Because I won't just relax once I finish some monstrous task. I go looking for more. 

I should have my head examined.

Ticking

 We have an election coming up. The vast numbers of people with whom I speak on a regular basis have already voted, This means we are all stuck in a place not unlike kids on Christmas Eve, anxiously awaiting the moment that we have been anticipating for months. Years. It's going to happen, but no one is exactly sure how it will all turn out. 

The surprises that await are not necessarily the pleasant kind. A little like the interaction that I had with a friend I haven't spoken to in quite a while. Not about politics anyway. We're both dads and we work hard and we commiserate on that level freely. But when the topic of "next Tuesday" came up, I learned more about how he felt.

"What do you think Joe Biden's going to do for you?" he asked.

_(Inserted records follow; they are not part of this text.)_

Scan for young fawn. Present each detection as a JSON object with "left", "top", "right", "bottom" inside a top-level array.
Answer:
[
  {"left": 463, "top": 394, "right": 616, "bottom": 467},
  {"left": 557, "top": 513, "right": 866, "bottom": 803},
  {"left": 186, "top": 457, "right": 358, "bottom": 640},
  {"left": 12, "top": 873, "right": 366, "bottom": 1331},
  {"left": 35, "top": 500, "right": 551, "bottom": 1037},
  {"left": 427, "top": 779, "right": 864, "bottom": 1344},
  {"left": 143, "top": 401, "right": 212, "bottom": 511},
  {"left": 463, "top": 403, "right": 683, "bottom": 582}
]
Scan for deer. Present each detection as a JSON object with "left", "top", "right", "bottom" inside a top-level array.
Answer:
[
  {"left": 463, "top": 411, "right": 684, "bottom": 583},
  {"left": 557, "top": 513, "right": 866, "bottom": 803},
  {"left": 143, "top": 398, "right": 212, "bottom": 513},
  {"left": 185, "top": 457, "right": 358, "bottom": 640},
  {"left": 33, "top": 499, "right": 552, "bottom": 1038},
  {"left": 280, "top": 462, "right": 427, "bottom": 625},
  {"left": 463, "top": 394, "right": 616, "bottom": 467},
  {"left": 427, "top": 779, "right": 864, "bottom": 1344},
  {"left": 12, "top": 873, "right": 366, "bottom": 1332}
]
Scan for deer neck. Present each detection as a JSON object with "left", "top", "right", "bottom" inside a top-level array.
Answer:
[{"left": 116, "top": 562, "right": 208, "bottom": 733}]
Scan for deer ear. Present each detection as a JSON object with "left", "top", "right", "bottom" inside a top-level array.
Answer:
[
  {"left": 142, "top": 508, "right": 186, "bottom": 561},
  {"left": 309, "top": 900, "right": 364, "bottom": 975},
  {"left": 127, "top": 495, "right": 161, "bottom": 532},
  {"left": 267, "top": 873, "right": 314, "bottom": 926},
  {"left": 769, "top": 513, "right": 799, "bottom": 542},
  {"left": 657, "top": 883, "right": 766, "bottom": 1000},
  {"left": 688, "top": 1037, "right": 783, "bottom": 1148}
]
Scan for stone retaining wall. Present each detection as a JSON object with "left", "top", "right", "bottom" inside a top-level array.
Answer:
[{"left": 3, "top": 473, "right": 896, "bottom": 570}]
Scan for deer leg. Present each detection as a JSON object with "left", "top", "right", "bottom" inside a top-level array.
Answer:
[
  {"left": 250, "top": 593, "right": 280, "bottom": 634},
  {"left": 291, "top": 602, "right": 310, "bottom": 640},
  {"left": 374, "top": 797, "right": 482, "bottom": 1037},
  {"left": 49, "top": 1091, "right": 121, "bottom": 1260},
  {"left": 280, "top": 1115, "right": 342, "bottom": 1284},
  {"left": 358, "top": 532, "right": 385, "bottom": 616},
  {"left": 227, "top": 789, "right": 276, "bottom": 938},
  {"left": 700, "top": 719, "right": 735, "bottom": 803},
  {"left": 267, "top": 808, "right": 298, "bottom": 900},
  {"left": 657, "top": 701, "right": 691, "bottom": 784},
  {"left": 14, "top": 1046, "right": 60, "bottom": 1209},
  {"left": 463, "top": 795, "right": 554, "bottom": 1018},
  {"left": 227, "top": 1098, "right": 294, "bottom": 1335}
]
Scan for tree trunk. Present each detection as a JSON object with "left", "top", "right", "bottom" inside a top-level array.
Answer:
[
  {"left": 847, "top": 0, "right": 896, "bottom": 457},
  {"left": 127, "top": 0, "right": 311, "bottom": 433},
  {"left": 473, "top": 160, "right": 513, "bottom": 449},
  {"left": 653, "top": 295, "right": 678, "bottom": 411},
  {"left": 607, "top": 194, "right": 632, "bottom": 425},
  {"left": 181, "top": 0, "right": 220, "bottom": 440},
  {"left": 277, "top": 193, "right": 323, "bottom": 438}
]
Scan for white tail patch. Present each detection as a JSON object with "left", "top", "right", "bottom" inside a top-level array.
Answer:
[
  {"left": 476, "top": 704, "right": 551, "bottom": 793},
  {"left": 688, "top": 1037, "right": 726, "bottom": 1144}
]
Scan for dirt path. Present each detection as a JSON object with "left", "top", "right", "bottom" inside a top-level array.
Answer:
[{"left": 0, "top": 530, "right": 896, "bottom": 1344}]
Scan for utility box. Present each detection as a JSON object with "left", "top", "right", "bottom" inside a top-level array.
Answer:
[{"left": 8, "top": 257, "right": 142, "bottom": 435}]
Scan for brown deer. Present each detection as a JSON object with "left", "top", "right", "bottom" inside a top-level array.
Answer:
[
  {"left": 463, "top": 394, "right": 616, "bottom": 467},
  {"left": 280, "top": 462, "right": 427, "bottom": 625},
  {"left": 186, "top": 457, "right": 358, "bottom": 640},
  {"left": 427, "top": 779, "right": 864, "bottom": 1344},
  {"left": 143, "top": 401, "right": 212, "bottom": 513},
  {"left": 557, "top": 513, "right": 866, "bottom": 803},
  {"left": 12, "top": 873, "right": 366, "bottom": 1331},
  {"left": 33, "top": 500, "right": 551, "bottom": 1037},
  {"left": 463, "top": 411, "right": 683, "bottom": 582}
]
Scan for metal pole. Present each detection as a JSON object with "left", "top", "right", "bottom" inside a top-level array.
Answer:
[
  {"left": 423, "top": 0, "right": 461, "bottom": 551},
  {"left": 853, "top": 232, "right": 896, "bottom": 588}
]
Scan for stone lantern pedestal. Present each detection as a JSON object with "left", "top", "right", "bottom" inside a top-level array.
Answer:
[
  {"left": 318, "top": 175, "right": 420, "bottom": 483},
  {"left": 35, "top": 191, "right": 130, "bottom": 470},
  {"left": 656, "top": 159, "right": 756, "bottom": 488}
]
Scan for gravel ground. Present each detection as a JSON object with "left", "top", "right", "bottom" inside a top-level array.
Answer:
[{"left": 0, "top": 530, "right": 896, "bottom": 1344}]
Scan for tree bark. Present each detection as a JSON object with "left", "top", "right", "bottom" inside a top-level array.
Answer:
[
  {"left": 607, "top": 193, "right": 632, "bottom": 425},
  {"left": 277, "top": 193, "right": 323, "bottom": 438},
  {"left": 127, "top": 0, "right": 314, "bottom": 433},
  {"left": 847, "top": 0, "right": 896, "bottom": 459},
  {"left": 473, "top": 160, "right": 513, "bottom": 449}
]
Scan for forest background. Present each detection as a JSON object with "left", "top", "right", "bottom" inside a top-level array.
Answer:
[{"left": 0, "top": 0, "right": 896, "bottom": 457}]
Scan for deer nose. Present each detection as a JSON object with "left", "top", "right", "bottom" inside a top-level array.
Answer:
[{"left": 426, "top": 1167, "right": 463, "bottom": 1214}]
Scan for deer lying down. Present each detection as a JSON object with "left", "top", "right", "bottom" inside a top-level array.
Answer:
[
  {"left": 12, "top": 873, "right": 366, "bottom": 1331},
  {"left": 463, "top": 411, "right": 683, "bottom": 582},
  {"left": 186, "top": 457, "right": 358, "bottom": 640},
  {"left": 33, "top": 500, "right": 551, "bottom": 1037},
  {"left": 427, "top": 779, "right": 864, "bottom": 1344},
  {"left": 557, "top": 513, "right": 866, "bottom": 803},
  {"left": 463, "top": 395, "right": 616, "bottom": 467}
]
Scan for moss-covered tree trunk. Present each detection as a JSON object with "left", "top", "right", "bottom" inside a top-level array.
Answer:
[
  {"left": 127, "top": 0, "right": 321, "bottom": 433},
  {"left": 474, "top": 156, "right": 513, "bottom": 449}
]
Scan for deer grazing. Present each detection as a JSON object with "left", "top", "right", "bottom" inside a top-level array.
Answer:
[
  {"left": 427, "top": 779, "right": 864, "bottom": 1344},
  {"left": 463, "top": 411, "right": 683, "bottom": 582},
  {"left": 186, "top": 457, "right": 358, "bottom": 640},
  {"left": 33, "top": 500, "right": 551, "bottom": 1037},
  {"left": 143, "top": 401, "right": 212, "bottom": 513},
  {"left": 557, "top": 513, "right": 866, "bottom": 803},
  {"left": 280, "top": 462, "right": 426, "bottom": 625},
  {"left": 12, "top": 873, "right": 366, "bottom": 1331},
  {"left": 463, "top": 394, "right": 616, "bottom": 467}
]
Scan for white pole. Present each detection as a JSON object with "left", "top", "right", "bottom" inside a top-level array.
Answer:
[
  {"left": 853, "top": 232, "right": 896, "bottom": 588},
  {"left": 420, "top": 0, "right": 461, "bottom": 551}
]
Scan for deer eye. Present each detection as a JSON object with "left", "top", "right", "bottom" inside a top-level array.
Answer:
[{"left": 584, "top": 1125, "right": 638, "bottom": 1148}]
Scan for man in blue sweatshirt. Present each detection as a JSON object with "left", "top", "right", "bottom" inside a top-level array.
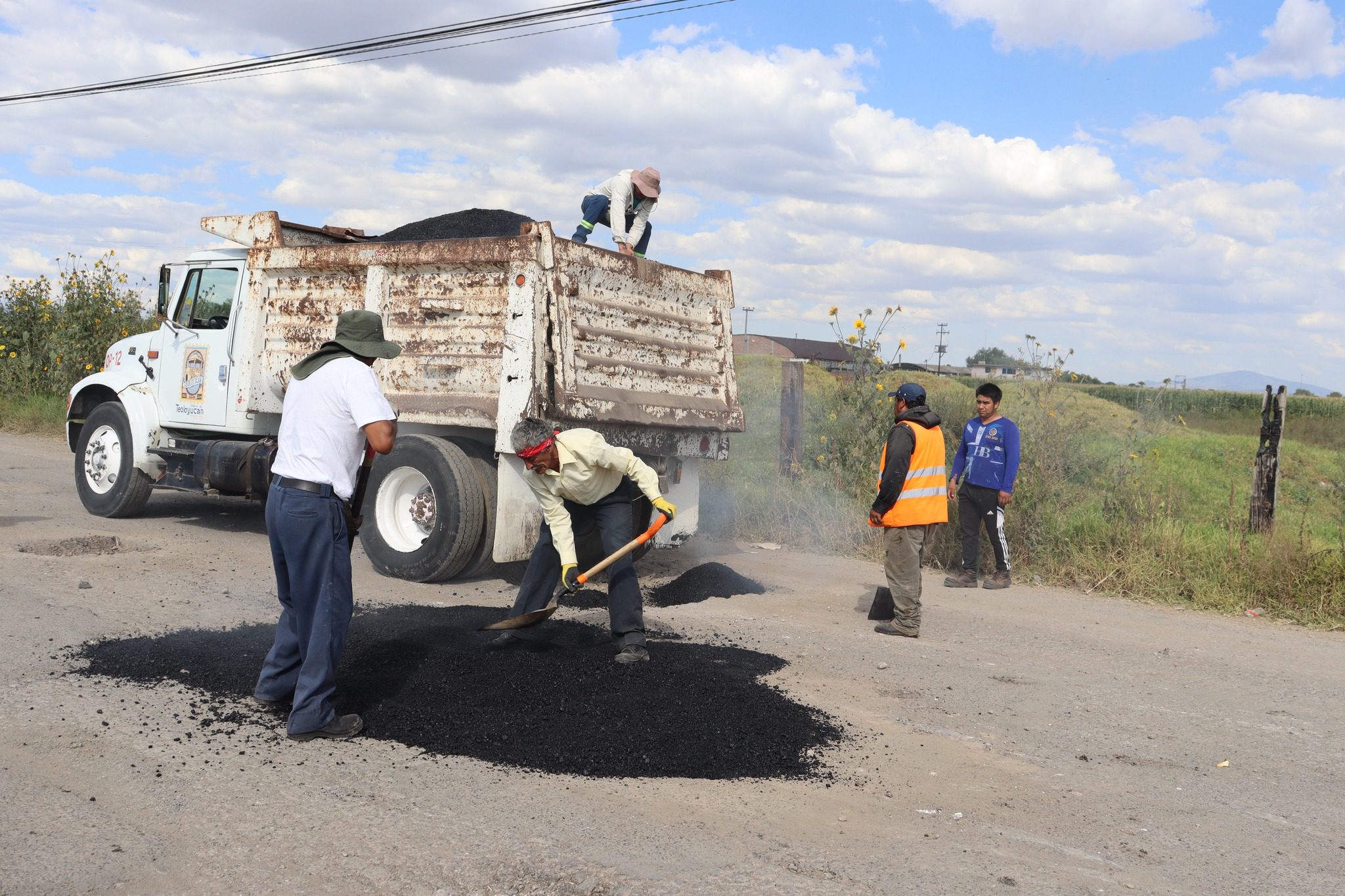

At first, I was slow to react, attempting to gauge his sincerity. Was he putting me on?

"What about the economy, my friend?" And that last twist let me know that we were off and running on an actual debate. Not just launching platitudes and sound bites, but discussing the issues that affect us both on a daily basis. Dads. Husbands. Working men. I chose what I figured was some low hanging fruit, like the wall on our southern border and its relative effectiveness. Or lack thereof. He was calm and satisfied with the way that had been handled. He was glad that "at least he's making an effort." This came as a bit of a shock to me, coming from a man who was born and raised in Guatemala, but the more I listened, the more I understood. This was a guy who has not been given a free pass to anything, and he doesn't believe that anyone else should either. He wants the best for his family. That's his bottom line.

And he firmly believes that Donald Trump will deliver that.

Or at least he believes that Donald Trump will come as close as anyone else. 

My initial reaction was to recoil, but then I realized we had this safe space for me to speak my own mind. I told him that my bleeding heart is what brought me to public education and that I wanted a chance to help everyone that I could, including my family. I could not relate directly to the hard way he had climbed up the ladder, but I told him that I believed we should make it easier for everyone to have the chances that he took. No one should have to be afraid. Not afraid to try. Not afraid to fail. We can build a bigger net to catch the people who are falling, and build them up to a level where they can start doing the same for those around them. That is the ideal of America, and I was proud to know him and the way he achieved his dreams. 

Because I believe it is time for this nightmare to end.